Competitive Game Model and Evolutionary Strategy Analysis of Green Power and Thermal Power Generation

Abstract

In the context of achieving carbon peak and carbon neutrality goals, the power industry has become a key and challenging place to promote the green and low-carbon transformation of the economy and society. We selected green power generation enterprises and thermal power generation enterprises in the power industry as the research objects and applied relevant theories such as game theory and low-carbon economy theory to analyze the low-carbon transformation path of electricity under the “dual carbon” goal. We quantitatively analyzed the competition and cooperation relationship between green power and thermal power. Based on mutual benefit preferences, a competitive game model was constructed, and the optimal competitive equilibrium electricity quantity and price of both parties were discussed in different scenarios. The master–slave game problem was transformed into a double-layer game model and solved using the GA algorithm.
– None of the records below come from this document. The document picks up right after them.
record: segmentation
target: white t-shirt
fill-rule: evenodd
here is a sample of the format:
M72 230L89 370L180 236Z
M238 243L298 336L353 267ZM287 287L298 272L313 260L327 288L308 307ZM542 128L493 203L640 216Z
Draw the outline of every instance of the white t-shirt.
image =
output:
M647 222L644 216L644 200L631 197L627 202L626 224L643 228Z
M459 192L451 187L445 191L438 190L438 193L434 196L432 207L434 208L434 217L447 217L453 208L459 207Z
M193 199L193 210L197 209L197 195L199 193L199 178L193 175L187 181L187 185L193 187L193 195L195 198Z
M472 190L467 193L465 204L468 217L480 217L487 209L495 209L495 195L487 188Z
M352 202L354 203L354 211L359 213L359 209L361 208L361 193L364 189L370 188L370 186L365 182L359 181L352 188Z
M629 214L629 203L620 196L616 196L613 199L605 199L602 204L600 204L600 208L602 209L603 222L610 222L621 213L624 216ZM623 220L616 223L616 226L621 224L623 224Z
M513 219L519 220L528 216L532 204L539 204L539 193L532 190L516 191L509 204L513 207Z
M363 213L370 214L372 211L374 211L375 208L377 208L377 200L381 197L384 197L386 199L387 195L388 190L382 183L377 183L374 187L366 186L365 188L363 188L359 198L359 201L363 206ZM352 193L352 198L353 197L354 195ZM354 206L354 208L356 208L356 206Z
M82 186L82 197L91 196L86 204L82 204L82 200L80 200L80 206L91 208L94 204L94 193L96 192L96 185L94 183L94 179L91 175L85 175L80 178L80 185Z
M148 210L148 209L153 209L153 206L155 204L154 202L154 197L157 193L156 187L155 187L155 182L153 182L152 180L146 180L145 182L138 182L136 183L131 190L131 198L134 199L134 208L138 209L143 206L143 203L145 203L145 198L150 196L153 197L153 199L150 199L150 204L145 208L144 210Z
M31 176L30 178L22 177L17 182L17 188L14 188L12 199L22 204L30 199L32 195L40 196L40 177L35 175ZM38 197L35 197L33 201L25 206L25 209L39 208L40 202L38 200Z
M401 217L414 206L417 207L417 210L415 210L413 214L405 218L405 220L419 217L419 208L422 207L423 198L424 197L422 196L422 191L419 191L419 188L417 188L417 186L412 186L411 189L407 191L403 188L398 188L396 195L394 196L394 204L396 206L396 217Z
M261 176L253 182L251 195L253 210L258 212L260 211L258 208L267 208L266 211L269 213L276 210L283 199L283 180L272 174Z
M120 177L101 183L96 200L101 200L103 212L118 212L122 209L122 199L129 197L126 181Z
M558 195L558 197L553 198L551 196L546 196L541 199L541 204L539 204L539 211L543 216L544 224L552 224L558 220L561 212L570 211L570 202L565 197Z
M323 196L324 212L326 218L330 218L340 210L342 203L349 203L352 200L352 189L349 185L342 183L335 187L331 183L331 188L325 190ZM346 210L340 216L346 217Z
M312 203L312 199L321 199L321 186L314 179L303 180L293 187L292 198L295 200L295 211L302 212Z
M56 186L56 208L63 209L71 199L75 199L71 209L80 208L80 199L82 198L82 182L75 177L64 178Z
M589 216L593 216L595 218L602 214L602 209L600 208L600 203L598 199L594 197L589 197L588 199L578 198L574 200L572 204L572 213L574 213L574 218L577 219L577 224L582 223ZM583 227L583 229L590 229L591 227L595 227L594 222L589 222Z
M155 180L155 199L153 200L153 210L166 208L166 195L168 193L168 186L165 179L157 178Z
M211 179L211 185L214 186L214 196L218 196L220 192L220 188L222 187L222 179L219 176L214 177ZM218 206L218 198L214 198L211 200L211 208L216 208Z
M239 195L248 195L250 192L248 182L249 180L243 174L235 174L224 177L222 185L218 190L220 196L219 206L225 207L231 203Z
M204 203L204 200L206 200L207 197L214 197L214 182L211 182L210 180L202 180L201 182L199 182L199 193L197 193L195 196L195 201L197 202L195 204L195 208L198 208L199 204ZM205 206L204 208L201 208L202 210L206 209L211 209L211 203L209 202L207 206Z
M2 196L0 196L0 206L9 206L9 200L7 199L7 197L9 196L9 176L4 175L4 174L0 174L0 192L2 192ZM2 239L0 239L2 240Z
We draw the following conclusions: (1) When green power enterprises and thermal power enterprises compete to achieve equilibrium, a high degree of altruistic willingness is a necessary condition for both parties to maximize their own utility. (2) A high-level mutually beneficial relationship is a key factor in effectively improving overall profits. (3) In the long-term mutually beneficial competitive relationship between green power and thermal power, by quantitatively adjusting the internal and external factors that affect system evolution, the quantitative adjustment of the feasible domain boundaries of the evolution of the mutually beneficial competitive relationship can be achieved, thereby influencing the existing transformation of the competitive relationship to evolve toward the desired direction.